Accenture taps into India’s technology talent pool
Now, Accenture management attributes its third consecutive quarter of hiring to a pickup in its business.
Accenture Chief Financial Officer Angie Park said in a post-earnings conference call with analysts on the 19th: “So we did add about 24,000 employees in the first quarter, which does reflect the growth we have in our business. See the momentum.” December.
Accenture reported revenue of $17.7 billion for the three months ended November 2024, up 7.8% from the previous quarter.
The New York Stock Exchange-listed company, which has most of its new talent coming from India, where most of its employees are based, did not mention what percentage of the new talent came from acquiring new companies.
“Going forward, we will continue to hire based on the demand we see and the skills required. I will give you a little more context, the hiring we are seeing this quarter is similar to last quarter, primarily in India,” Parker said.
The company attributes its hiring from India to availability of skilled talent.
“So they are really looking for optimization of the right skills, because a big part of why people use India is skills-related, right? 10 years ago, it was labor arbitrage, right? Today, the issue is the ability to acquire those skills at scale.” Accenture Chief Executive Officer Julie Sweet said during the company’s post-earnings news conference while fielding questions about customers who want employees to work from their locations.

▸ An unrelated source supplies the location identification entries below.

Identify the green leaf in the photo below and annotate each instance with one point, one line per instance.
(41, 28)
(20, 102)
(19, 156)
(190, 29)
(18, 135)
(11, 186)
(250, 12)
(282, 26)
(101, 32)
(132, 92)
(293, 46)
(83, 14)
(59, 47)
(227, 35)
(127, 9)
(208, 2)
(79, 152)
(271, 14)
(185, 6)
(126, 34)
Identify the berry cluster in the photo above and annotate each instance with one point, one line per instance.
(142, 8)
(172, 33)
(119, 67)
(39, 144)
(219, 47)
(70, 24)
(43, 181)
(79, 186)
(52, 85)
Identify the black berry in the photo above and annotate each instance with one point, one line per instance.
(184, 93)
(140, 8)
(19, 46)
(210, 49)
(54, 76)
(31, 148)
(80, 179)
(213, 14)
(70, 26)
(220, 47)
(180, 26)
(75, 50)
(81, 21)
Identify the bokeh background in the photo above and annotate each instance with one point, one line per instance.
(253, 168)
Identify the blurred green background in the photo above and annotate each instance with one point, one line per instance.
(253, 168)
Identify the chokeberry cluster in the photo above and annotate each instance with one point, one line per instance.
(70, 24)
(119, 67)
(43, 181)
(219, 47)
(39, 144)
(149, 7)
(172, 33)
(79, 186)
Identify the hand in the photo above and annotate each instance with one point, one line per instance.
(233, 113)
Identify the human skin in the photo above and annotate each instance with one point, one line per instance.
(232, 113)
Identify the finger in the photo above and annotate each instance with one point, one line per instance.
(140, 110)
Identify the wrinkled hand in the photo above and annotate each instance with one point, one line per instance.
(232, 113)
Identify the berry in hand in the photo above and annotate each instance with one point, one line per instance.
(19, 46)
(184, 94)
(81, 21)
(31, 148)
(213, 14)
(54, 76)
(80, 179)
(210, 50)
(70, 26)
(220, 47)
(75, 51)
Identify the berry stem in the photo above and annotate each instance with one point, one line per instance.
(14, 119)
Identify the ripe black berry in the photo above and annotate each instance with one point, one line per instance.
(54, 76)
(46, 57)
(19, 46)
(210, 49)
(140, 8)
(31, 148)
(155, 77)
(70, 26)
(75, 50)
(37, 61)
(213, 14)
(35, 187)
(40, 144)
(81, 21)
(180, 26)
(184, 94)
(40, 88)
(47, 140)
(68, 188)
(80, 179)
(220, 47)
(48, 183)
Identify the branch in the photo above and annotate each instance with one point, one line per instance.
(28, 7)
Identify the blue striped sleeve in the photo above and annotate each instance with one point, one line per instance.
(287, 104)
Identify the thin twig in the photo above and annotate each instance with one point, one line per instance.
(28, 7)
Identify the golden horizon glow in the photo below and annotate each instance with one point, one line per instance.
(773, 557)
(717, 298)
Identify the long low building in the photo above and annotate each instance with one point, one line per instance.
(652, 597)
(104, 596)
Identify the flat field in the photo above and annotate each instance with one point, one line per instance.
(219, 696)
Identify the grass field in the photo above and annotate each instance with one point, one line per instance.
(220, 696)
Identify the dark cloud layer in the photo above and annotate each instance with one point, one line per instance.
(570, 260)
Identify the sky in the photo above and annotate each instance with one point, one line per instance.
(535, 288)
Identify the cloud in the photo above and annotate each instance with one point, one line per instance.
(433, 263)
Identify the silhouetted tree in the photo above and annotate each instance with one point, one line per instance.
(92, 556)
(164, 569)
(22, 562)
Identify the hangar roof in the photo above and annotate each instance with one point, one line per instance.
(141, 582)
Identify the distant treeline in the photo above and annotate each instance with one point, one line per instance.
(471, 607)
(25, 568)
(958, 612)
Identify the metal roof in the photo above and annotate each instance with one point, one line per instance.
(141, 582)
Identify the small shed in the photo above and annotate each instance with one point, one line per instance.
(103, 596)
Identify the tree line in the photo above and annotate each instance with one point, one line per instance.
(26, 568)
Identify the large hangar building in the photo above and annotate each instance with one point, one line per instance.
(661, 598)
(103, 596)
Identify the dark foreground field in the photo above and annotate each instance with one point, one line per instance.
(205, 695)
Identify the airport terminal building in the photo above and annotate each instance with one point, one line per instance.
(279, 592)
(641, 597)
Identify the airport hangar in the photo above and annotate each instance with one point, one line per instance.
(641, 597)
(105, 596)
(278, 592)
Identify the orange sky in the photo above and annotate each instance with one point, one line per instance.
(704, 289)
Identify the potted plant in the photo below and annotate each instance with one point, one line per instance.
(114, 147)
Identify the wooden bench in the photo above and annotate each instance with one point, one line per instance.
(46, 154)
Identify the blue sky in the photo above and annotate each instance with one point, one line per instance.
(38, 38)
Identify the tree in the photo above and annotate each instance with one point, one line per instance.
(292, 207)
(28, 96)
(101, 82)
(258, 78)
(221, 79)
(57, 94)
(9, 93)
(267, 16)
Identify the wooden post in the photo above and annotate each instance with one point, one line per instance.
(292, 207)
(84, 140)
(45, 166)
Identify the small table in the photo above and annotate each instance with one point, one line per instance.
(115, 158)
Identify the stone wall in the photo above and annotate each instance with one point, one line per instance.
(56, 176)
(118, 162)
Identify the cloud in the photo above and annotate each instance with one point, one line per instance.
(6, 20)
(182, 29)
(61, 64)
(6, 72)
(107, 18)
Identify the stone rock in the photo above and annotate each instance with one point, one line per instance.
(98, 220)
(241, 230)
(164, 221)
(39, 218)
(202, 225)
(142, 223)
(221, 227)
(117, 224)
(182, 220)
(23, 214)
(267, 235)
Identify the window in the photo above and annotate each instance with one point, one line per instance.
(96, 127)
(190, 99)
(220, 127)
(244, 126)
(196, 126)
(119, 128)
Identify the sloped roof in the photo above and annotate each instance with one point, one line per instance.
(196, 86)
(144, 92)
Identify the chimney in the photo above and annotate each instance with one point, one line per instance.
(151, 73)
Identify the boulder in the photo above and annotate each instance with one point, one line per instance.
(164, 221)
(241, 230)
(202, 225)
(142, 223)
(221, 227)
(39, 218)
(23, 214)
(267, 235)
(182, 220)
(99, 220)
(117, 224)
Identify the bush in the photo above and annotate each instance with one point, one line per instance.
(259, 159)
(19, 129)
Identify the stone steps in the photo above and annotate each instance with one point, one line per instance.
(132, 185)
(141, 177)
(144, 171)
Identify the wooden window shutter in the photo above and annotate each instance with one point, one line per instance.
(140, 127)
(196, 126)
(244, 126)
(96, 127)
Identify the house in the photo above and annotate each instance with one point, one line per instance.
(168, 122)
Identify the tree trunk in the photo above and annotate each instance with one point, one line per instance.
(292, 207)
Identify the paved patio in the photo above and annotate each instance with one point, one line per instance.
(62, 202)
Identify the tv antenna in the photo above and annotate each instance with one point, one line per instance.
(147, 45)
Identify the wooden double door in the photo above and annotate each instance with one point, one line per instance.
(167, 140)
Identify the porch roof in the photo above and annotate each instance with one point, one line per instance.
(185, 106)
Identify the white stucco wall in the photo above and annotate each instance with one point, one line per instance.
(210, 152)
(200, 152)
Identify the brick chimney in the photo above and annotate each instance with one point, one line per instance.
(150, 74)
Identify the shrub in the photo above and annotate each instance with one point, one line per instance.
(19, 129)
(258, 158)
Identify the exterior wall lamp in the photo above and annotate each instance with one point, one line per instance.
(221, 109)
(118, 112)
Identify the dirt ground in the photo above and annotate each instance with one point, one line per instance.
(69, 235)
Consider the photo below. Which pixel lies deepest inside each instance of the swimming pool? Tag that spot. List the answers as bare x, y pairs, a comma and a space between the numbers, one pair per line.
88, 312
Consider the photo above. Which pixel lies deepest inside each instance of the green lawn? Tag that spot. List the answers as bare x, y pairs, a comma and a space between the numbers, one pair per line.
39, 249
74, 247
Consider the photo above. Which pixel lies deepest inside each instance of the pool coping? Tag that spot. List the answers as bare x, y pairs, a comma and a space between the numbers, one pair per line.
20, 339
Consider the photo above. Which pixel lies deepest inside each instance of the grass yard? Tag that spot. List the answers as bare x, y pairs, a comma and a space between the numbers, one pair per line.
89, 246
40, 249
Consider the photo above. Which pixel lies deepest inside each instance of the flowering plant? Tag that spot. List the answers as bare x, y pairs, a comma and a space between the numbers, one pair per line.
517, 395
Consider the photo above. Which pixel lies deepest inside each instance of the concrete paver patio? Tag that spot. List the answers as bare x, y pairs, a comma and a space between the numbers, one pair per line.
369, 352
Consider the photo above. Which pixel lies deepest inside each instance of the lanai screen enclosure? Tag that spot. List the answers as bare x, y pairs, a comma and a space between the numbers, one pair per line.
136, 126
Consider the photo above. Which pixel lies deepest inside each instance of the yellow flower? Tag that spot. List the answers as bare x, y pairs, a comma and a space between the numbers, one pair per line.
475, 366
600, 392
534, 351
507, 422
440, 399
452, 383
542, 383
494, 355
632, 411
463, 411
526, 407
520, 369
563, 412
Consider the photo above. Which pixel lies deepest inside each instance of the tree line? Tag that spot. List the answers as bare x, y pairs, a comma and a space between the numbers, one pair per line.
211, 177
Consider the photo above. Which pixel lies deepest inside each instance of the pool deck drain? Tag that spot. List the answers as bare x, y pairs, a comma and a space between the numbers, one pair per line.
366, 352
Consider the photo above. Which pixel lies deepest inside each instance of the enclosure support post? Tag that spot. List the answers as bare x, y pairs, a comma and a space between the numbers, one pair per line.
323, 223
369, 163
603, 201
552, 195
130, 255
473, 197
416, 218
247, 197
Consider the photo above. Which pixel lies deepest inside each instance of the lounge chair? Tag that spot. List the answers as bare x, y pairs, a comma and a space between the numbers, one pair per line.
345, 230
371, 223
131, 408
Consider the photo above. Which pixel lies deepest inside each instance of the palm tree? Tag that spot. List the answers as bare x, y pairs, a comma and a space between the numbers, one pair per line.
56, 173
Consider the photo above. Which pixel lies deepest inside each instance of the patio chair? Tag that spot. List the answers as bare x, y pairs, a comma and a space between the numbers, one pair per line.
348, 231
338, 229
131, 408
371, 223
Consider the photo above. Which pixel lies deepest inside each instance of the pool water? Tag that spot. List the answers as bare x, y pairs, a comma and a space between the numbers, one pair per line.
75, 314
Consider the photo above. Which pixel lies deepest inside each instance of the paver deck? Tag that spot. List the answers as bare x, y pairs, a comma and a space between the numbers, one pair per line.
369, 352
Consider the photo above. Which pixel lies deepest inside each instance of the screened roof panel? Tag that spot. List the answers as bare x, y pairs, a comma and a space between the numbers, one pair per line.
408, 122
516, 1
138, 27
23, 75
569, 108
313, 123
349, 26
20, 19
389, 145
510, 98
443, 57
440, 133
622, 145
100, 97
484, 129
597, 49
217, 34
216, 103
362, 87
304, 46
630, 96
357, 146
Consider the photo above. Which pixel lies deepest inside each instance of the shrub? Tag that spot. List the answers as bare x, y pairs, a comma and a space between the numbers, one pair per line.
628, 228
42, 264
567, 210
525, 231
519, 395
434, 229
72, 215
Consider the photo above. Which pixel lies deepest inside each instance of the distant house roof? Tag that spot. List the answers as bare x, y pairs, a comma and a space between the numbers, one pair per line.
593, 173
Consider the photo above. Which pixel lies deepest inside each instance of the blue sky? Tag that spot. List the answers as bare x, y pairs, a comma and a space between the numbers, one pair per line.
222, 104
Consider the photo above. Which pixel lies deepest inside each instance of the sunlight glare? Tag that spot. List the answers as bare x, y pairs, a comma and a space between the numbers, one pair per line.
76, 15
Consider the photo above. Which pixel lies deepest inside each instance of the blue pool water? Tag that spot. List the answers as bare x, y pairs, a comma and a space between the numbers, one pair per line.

While Sweet considers India’s talent pool to be highly skilled, placement officials at the country’s engineering colleges, which provide labor to these companies, stress that there is a growing demand for such highly skilled talent.
Sridhar KS, director of placement and training at PES University, Bengaluru, said: “Companies today prefer to hire students who are proficient in technologies such as artificial intelligence, machine learning and data analytics as these technologies can be used in various fields across different fields.”
A second placement officer said there has been an increase in demand for skilled graduates.
“Now, these companies are asking us for technical talent more than in the past because there are a lot of new technologies,” said Ranganath D, internship dean, RV College of Engineering, Bengaluru. “Today, companies need students who are proficient in artificial intelligence, data analytics and machines. study, we encourage our students to take such courses.”